En version originale Il ou elle est intitulé They, le pronom non sexospécifique désormais recommandé pour éviter de mégenrer les personnes LGBTQ. Il n’est pas absolument indispensable d’avoir compris la phrase qui précède pour apprécier le premier film de Anahita Ghazvinizadeh, une jeune réalisatrice iranienne qui interroge l’identité de genre.

J est-il un garçon ? J est-elle une fille ? la question n’est jamais posée frontalement et le doute est entretenu par la troublante androgynie du jeune acteur Rhys Fehrenbacher. J n’arrive pas à se déterminer, qui est mal à l’aise avec les étiquettes : son attirance pour un de ses camarades d’école fait-il de lui un homosexuel ? ou une future fille hétérosexuelle ? Dans un milieu profondément libéral, au point parfois de le priver de tout repère, à l’instar de ses parents absents, les interrogations identitaires de J sont respectées par l’utilisation de ce pronom neutre.

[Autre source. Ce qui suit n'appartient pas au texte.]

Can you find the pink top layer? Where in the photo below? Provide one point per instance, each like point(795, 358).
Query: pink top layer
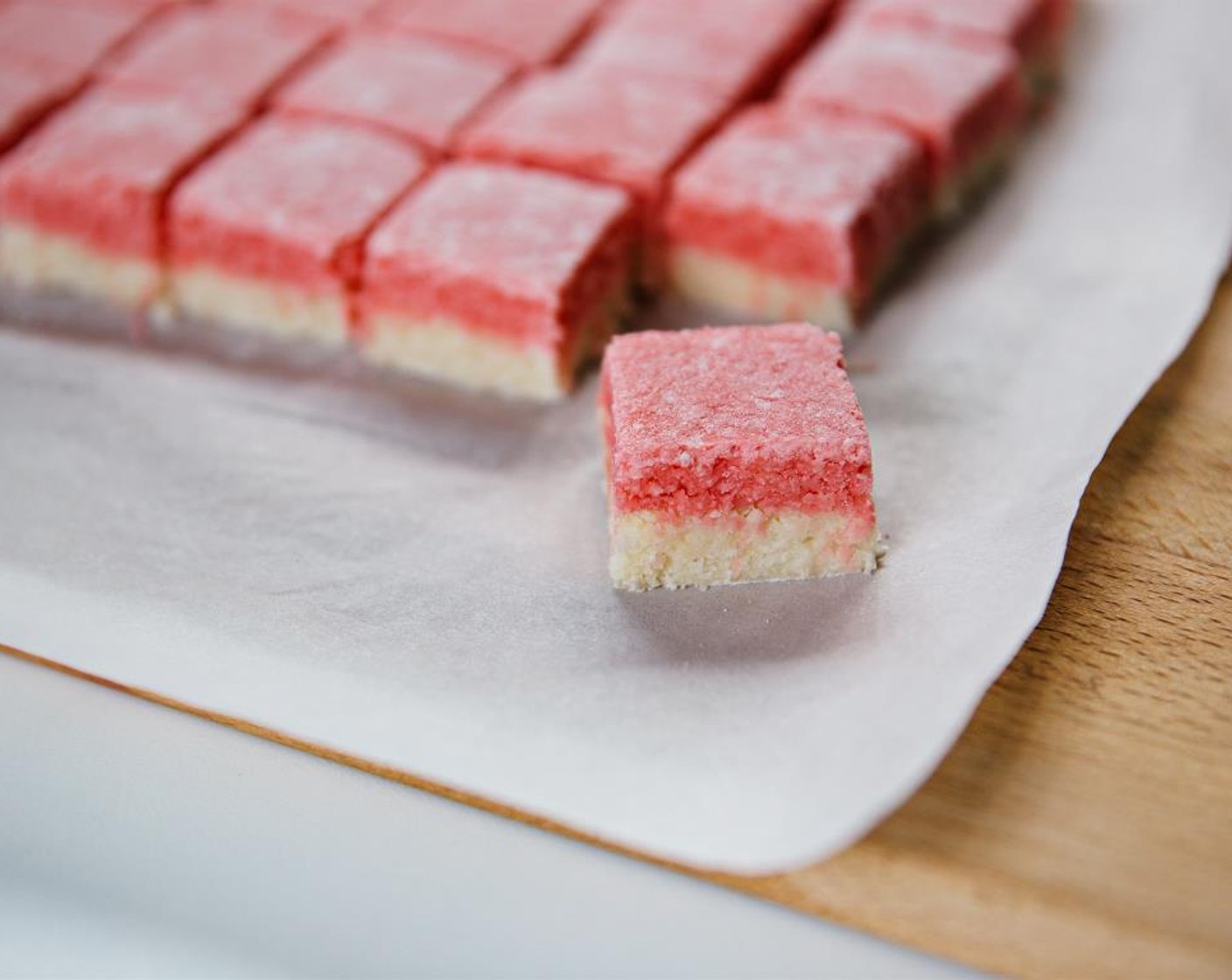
point(335, 11)
point(73, 35)
point(959, 99)
point(1032, 27)
point(530, 31)
point(408, 85)
point(515, 253)
point(627, 131)
point(736, 47)
point(227, 52)
point(803, 193)
point(290, 200)
point(705, 423)
point(100, 169)
point(27, 91)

They aurait pu se concentrer sur J. Mais il fait un choix surprenant : celui de l’entraîner, le temps d’un week-end dans la famille iranienne de Araz, son futur beau-frère. Une fête s’y déroule et on en suit interminablement les préparatifs chaotiques dans un sabir de farsi et d’anglais. On comprend que la réalisatrice, elle-même d’origine iranienne, entend faire un parallèle entre le trouble identitaire de J, entre deux genres, et celui de Araz, entre deux pays, deux cultures, deux langues, sans parler de celui de Lauren, sa sœur, qui elle aussi devra à la fin du week-end prendre une décision qui engage son avenir professionnel.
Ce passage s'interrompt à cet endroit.